Clinical Trial Details
— Status: Recruiting
Administrative data
| NCT number |
NCT04914052 |
| Other study ID # |
0778-20 |
| Secondary ID |
|
| Status |
Recruiting |
| Phase |
|
| First received |
|
| Last updated |
|
| Start date |
July 25, 2021 |
| Est. completion date |
July 1, 2023 |
Study information
| Verified date |
May 2021 |
| Source |
Rabin Medical Center |
| Contact |
Leonid Eidelman |
| Phone |
039376850 |
| Email |
leidelman[@]clalit.org.il |
| Is FDA regulated |
No |
| Health authority |
|
| Study type |
Observational
|
Clinical Trial Summary
Proper management of postoperative pain is an ongoing medical challenge. Inadequate treatment
of pain is associated with significantly worse patient outcomes. However, as pain is a
subjective experience accurate assessment is difficult.
Commonly used methods for pain assessment include the use of self-reports from patients, or
observers assessments.
However, both techniques are subjective to bias. Therefore, automatic assessment of pain
based on objective data would enable individualized patient care, optimize provided
anesthesia treatment and analgesic regimes.
While research has shown that facial expressions are valid indicators of pain levels, to date
research has yet to yield a reliable clinical tool which can be easily implemented in
clinical practice.
In this pilot study we intend to assess the feasibility, of facial expression analysis by
using machine learning models of artificial intelligence (AI) to accurately predict pain
levels of patients experienced in the immediate post operative period.
This pilot trial will take place in two stages:
First stage will include development of an AI algorithm that correlates facial recognition
with pain levels.
Second stage will include validation of the algorithm by comparison of to standard pain
assessment modalities.
In the first stage each assessment of facial expressions will be filmed in a 30 second
segment and will be followed by an immediate pain assessment using two modalities, first will
be pain score assessed by an anesthesiologist attending the patient at that moment, second
will be VAS assessment by the participant patient. Three objective parameters: heart rate,
blood pressure and respiratory rate will be recorded simultaneously from the automated record
keeping system used in every patient in the recovery room (post anesthesia care unit-PACU).
These assessments will take place at different time intervals according to the investigator's
decision, throughout the participant's staying in the post anesthesia care unit.
After completion of the first stage, the second stage of the study will be done in the same
manner as described above regarding patients enrollment.

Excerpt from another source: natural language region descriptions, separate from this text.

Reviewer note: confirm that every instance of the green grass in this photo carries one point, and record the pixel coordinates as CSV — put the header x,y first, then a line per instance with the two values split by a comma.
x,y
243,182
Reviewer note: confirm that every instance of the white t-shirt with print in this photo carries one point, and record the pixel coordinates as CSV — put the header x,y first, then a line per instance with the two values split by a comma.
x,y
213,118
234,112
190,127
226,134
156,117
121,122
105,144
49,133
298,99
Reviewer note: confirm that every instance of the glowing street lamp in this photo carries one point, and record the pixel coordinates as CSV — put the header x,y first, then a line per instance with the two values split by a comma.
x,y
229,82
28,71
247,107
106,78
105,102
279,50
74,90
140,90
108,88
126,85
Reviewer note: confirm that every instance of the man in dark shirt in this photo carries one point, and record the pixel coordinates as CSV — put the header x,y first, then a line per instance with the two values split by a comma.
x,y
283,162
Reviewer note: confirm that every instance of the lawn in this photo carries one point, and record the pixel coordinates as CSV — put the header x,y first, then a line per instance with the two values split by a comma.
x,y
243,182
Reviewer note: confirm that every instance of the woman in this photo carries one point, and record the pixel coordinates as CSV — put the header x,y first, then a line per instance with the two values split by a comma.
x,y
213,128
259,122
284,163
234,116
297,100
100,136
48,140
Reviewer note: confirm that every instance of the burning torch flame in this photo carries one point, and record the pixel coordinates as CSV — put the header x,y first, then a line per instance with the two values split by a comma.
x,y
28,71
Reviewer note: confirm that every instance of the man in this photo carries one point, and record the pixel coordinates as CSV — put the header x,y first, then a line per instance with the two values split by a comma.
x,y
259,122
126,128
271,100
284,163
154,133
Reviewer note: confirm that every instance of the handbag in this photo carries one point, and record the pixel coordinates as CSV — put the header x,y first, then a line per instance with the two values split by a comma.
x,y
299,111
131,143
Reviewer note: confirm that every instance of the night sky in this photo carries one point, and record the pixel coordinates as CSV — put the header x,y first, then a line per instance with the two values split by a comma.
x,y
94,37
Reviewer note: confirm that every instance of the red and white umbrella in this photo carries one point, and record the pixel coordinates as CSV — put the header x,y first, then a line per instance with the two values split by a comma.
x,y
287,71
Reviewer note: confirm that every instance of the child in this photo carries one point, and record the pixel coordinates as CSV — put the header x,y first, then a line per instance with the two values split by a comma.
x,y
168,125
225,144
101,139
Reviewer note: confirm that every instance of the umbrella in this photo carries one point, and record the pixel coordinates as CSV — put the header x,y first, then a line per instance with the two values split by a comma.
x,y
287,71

Pain assessment will be done by VAS
and physician assessment as described above but this time will be correlated with pain
assessment by the algorithm developed in the first stage of the study.
Description:
After consenting to participation patients will undergo an explanation on pain assessment
using VAS and then will proceed with surgery, inclusion in the study will not affect
anesthesia or surgery management in any way.
Study participation will take place in the PACU. Upon admission to the PACU unit, all study
participants' facial expressions will be videoed by a camera placed in front of the patient's
bed.
The facial expressions will be filmed in 30 second segments. A pain assessment will be
measured immediately following filming of each segment using two modalities:
- Pain score assessed by an attending anesthesiologist assigned to the study team.
- VAS assessment by the patient.
- Three objective parameters: heart rate, blood pressure and respiratory rate will be
recorded simultaneously from the automated record keeping system used in every patient
in the PACU The quantity of segments filmed for each of the participants will be decided
by the investigator taking into account participant's cooperation level and VAS levels.
In order to engineer an accurate predictive model the dataset will also include participants
reporting a VAS of 0- experiencing no pain.
Data Management:
Following data collection, the data will be forwarded in a coded manner, according to
Clalit's data security regulations, to Third Eye systems a facial recognition software
company.
For first stage Third Eye systems will analyze and process the data using AI and machine
learning models and develop an algorithm that can predict pain level by watching facial
expressions.
After completion of the first stage, the second stage of the study will be done in the same
manner as described above regarding patients enrollment. Pain assessment will be done by VAS
and physician assessment as described above but this time will be correlated with pain
assessment by the algorithm developed in the first stage of the study.
This feasibility study is pilot study to examine whether there is a positive correlation, on
a relatively small sample size analysis, using simple resources and limited data to perform
this study.
In the event that a positive hypothesis can be confirmed, a second stage observational study
with a large sample size and an increased data source will be investigated.